Jack was born with a bowed leg. Initially we thought this was a result of how we was positioned in utero, as he was also born in the breach position.
This has now been diagnosed as Tibial Dysplasia; a rare condition (1 in 150,000) and is also a symptom of NF1.
Jack is now wearing an AFO (Ankle Foot Orthotic) to support his leg and prevent fracture until his first surgery which is planned for late 2020 - once Jack has turned three.
Jack’s Tibia will be cut in two places and a titanium rod will be inserted in an attempt to straighten and strengthen the bone."

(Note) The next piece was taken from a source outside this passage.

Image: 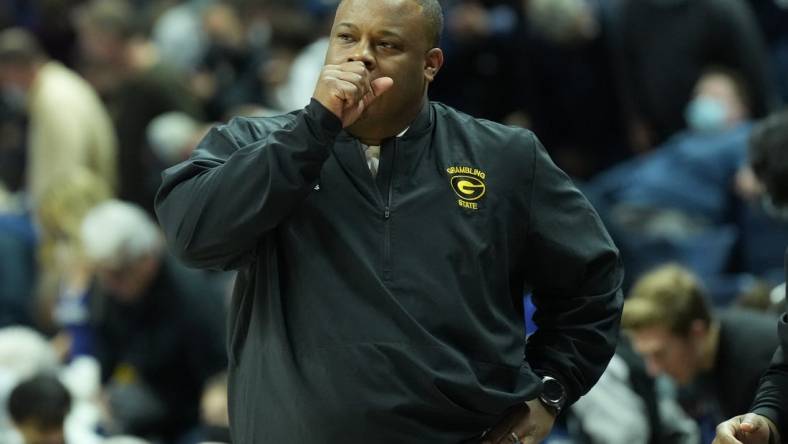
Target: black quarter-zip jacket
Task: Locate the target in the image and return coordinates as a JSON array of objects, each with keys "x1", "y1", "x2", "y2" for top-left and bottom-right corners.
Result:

Jack will face further surgeries in the future to lengthen his leg and to change the rod as he grows.
Until the diagnosis, we had never heard of Neurofibromatosis as Jack’s case is a spontaneous mutation.
We were very surprised to discover the condition is one of the more common genetic defects, which impacts 1 in every 2,500 births.
When Jack was diagnosed our world changed immediately.
As parents, it’s horrible feeling a sense of hopelessness against a disease that has many symptoms that can arise at any time.
We do feel fortunate that Jack is not currently displaying any other characteristics and we are well supported with a great team from the Royal Children’s Hospital in Melbourne.
It gives us comfort that Jack will be in the best hands as challenges arise in the future. He is currently seeing his Paediatrician, Orthopaedic Surgeon, Neurologist and Ophthalmologist every 6-12 months.
For Jack, having a bowed leg and wearing a ‘brace’ every day is his normal.
He only started wearing shoes once he was fitted for his AFO, so to him, putting your slippers or shoes on also involves fitting his AFO.
Jack’s condition does not impact him too much at his age; however, as he grows, we are noticing his peers are now running, jumping and climbing, which Jack has difficulty with. He continues to have difficulty walking due to his leg and does fall and trip a lot. But, he gives everything a go and is now starting to ride a scooter and use his balance bike which is great to see.
As a family, we are still grappling with Jack’s prognosis of NF1, with the greatest challenge being the unknown that lies ahead. Our little ‘Jack Jack’ is a funny little boy who’s cheeky, good humoured and extremely determined. Qualities we are sure will serve him well facing NF1. Our immediate focus is getting Jack through his upcoming surgery and supporting him through his recovery.
Jack and his big sister Edie support each other so much, they are just beautiful together.